Diagnostic workflow. Abbreviation: PCR, polymerase chain reaction.
Figure 2.
Seasonality of babesiosis diagnosis—Mayo Clinic Data compared with 2017 CDC data [13]. Abbreviation: CDC, Centers for Disease Control and Prevention.
Nearly 70% of patients required hospitalization, and one-fifth of the patients were admitted to the intensive care unit. Indications for ICU admission included severe hemolytic anemia (n = 5), shock requiring vasopressor support (n = 2), and acute respiratory distress syndrome (n = 1). The mean hemoglobin in the patients managed without hospitalization was 12.4 g/dL compared with 9.8 g/dL in the hospitalized patients (P < .01) (Supplementary Table 1). Among hospitalized patients, the mean hemoglobin for ICU admissions was 7.5 g/dL vs 10.9 g/dL for those without ICU stay (P < .01). The mean parasitemia (range) was 10.1% (1.2%–28.5%) in those requiring ICU compared with 1.4% (<0.01%–9.2%) in those admitted to the medical floor (P < .01). There were also significant differences in the mean platelets and mean bilirubin in the group that was hospitalized (ICU plus regular floor patients) compared with the group managed as outpatients. In addition to Babesia infection, 28.9% of patients also had Lyme disease and 10.5% had Anaplasma coinfection. All 5 asplenic patients required hospitalization, with 3 requiring an ICU stay. Initial parasitemia of asplenic patients ranged from 2.5% to 28%, and the duration of the parasitemia varied from 10 to 142 days. Patients with smear-positive disease were admitted to the hospital 94% of the time (Supplementary Table 2).
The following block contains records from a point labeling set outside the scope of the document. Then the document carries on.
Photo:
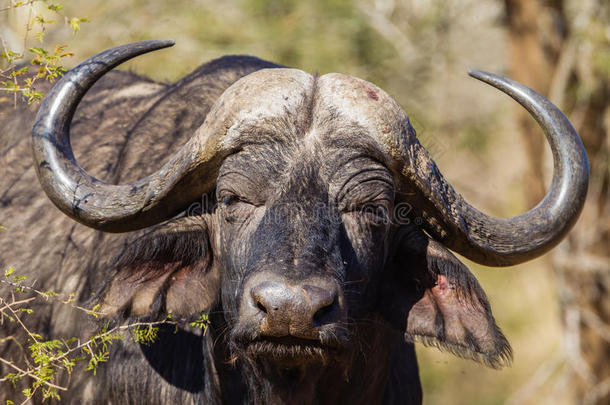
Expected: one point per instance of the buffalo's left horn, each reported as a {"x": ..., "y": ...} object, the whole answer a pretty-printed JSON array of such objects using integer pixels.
[{"x": 505, "y": 241}]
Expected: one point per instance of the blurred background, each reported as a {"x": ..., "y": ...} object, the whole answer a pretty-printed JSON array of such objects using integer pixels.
[{"x": 555, "y": 310}]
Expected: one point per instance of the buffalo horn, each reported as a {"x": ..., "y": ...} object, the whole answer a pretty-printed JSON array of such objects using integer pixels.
[{"x": 505, "y": 241}]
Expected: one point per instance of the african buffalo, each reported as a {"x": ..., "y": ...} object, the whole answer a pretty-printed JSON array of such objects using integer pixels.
[{"x": 319, "y": 242}]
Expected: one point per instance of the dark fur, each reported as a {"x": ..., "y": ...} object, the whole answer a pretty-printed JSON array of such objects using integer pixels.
[{"x": 383, "y": 269}]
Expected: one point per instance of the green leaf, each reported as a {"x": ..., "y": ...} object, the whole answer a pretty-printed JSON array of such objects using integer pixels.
[
  {"x": 75, "y": 23},
  {"x": 39, "y": 51}
]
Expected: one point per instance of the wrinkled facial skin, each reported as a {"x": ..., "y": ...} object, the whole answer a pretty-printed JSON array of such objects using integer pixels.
[{"x": 314, "y": 205}]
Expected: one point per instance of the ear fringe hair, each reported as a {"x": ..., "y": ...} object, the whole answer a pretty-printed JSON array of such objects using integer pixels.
[{"x": 501, "y": 358}]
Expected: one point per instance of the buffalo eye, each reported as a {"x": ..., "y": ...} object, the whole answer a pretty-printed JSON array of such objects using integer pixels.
[
  {"x": 372, "y": 213},
  {"x": 235, "y": 207}
]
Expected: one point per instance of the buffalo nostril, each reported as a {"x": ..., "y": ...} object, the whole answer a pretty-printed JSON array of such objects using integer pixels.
[
  {"x": 326, "y": 314},
  {"x": 261, "y": 307}
]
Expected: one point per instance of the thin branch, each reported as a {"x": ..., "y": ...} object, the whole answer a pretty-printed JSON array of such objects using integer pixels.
[{"x": 29, "y": 373}]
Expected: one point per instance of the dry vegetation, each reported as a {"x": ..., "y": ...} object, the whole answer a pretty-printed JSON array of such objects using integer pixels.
[{"x": 419, "y": 51}]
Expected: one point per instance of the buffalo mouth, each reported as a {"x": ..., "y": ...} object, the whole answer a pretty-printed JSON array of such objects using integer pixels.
[{"x": 289, "y": 352}]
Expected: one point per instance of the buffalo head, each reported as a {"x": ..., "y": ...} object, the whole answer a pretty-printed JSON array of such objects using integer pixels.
[{"x": 324, "y": 227}]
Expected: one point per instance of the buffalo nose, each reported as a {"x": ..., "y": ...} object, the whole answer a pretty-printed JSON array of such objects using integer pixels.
[{"x": 295, "y": 310}]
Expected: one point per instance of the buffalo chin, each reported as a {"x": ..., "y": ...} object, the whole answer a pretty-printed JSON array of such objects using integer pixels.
[{"x": 291, "y": 353}]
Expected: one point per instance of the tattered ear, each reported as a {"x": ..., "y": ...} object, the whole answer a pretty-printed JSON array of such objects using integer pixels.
[
  {"x": 167, "y": 271},
  {"x": 452, "y": 312}
]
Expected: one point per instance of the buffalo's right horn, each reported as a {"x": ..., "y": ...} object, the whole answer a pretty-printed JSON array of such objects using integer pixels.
[{"x": 111, "y": 208}]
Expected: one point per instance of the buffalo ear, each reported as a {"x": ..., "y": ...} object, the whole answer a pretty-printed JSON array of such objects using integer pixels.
[
  {"x": 166, "y": 271},
  {"x": 447, "y": 308}
]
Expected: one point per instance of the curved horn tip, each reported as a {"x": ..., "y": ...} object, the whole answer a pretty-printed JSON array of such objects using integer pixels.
[
  {"x": 161, "y": 43},
  {"x": 485, "y": 76}
]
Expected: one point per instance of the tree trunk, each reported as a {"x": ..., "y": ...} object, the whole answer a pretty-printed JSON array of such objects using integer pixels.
[{"x": 564, "y": 56}]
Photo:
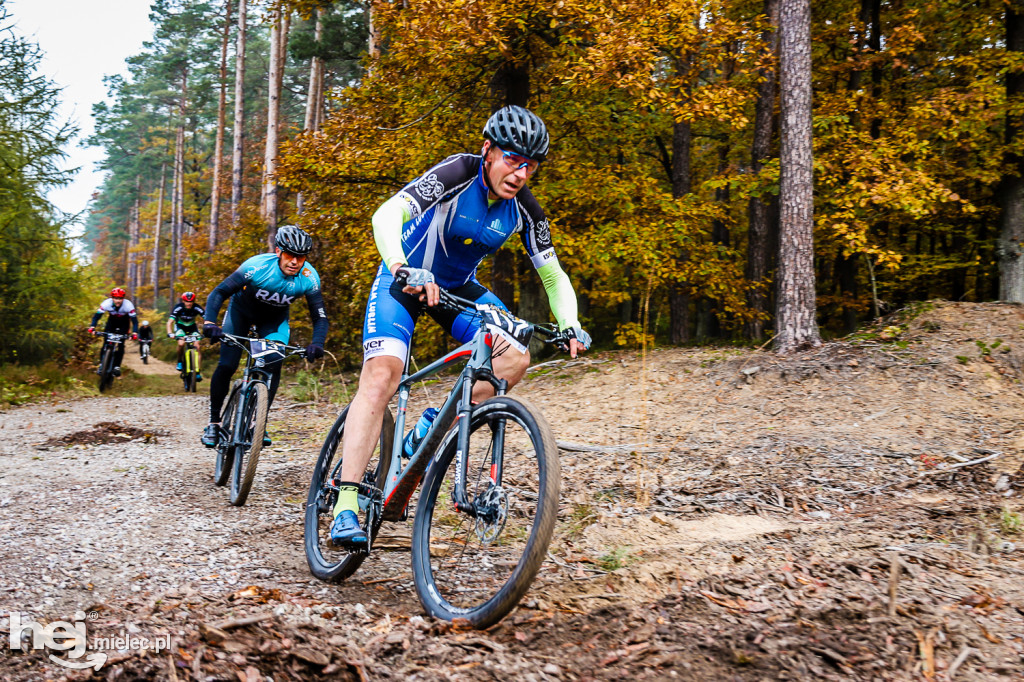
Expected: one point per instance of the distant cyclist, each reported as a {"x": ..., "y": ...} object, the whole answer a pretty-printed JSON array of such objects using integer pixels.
[
  {"x": 261, "y": 291},
  {"x": 144, "y": 333},
  {"x": 120, "y": 314},
  {"x": 437, "y": 229},
  {"x": 183, "y": 320}
]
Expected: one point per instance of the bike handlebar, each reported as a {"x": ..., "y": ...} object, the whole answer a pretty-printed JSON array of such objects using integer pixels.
[
  {"x": 243, "y": 342},
  {"x": 547, "y": 333}
]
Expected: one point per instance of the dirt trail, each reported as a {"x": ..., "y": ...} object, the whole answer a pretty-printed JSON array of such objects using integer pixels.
[{"x": 725, "y": 514}]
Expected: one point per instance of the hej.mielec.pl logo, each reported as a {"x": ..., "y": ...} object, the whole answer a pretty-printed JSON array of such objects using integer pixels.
[{"x": 72, "y": 637}]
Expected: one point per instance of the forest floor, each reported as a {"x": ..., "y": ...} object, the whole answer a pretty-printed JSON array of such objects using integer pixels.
[{"x": 851, "y": 512}]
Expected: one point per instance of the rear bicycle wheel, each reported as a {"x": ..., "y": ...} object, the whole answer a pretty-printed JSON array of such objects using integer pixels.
[
  {"x": 478, "y": 568},
  {"x": 326, "y": 561},
  {"x": 255, "y": 405},
  {"x": 225, "y": 451}
]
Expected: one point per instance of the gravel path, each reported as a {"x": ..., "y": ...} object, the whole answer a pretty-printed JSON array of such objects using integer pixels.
[{"x": 89, "y": 523}]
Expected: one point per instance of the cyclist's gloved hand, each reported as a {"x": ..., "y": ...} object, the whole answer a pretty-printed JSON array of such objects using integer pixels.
[
  {"x": 582, "y": 337},
  {"x": 212, "y": 331},
  {"x": 314, "y": 351},
  {"x": 415, "y": 276}
]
Initial treatment of intravenous (IV) clindamycin plus oral quinine (n = 11) or IV quinidine (n = 1) was used in 31% (n = 12) of patients, whereas the remaining 69% received a combination of atovaquone and azithromycin. In 75% of the patients who were initially started on a combination of quinine and clindamycin, treatment had to be modified after an average of 4 days due to side effects from quinine (hearing issues, QT prolongation, arrhythmias, hemolysis, and hypoglycemia). The median duration of treatment was 10 days. Three patients with parasitemias ranging from 12.3% to 28.5% received exchange transfusion. Patients receiving exchange transfusion required a significantly longer duration of medical treatment (Supplementary Table 3). These patients also tended to have lower presenting hemoglobin and more elevated bilirubin than the patients who did not require exchange transfusion. None of the patients died as a result of their disease. The mean duration of follow-up for our cohort was 4 years.
DISCUSSION
Babesiosis is a worldwide emerging zoonosis able to cause a wide spectrum of disease. The majority of patients who become infected are asymptomatic and never present for care. This is supported by data suggesting that 3.7% of blood donors from an endemic region are seropositive for the disease [9]. Forty percent of children and 20% of adults may experience asymptomatic infection [10]. A case series of 34 Long Island patients had a mean age of 53 years, with predominantly males (26M and 8F) [11]. Our sex distribution was closer to even, with 15 males and 23 females. Our population was also older, with a mean age of 63 years. This may simply reflect changing population demographics in the 18 years since the previous study was published.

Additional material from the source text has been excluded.